Öykü Altuntaş / Istanbul, Sep 1 () - U.S. Department of State urged Turkish authorities to uphold universal democratic values, freedom of expression, as well as access to media and information, over the decision of Turkish court to arrest the detained British journalists in southeastern province of Diyarbakır.
“Freedom of expression, including for journalists, and due process are key elements in every healthy democracy and are enshrined, in fact, in the Turkish constitution as well as Turkey’s OSCE commitments and Turkey’s international human rights obligations. So as Turkey’s friend and NATO ally, we urge Turkish authorities to ensure their actions uphold universal democratic values, including due process, freedom of expression, as well as access to media and information” said Mark Toner, Spokesperson the U.S. Department of State, according to the press conference minute released on official website of the Department of State, on Sep 1.

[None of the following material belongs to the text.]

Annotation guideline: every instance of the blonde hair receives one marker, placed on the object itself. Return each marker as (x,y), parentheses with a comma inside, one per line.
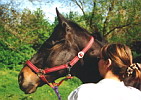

The reporters, Jake Hanrahan and Philip Pendlebury, have been taken into custody along with their fixer — a local journalist who serves a translator and guide — and a driver, while covering the developments in the region for Vice News organisation on Aug 27. While the driver has now been released, the three other journalists were arrested by the Diyarbakır court on late August 31.
The Turkish court has accused the Vice News team to take footage without government accreditation, and charged them with "engaging in terror activity" on behalf of the Islamic State of Iraq and the Levant (ISIL) group.
According to the statement released by U.S. based Vice News organization, Kevin Sutcliffe, VICE's Head of News Programming in Europe, condemned the detention of the journalists, defined the charges of 'working on behalf of a terrorist organization' leveled against the three reporters as "baseless and alarmingly false” and as an attempt to “intimidate and censor their coverage".
International rights groups including Amnesty International, PEN International, and the Committee for the Protection of Journalists (CPJ) have all condemned the decision of detainement.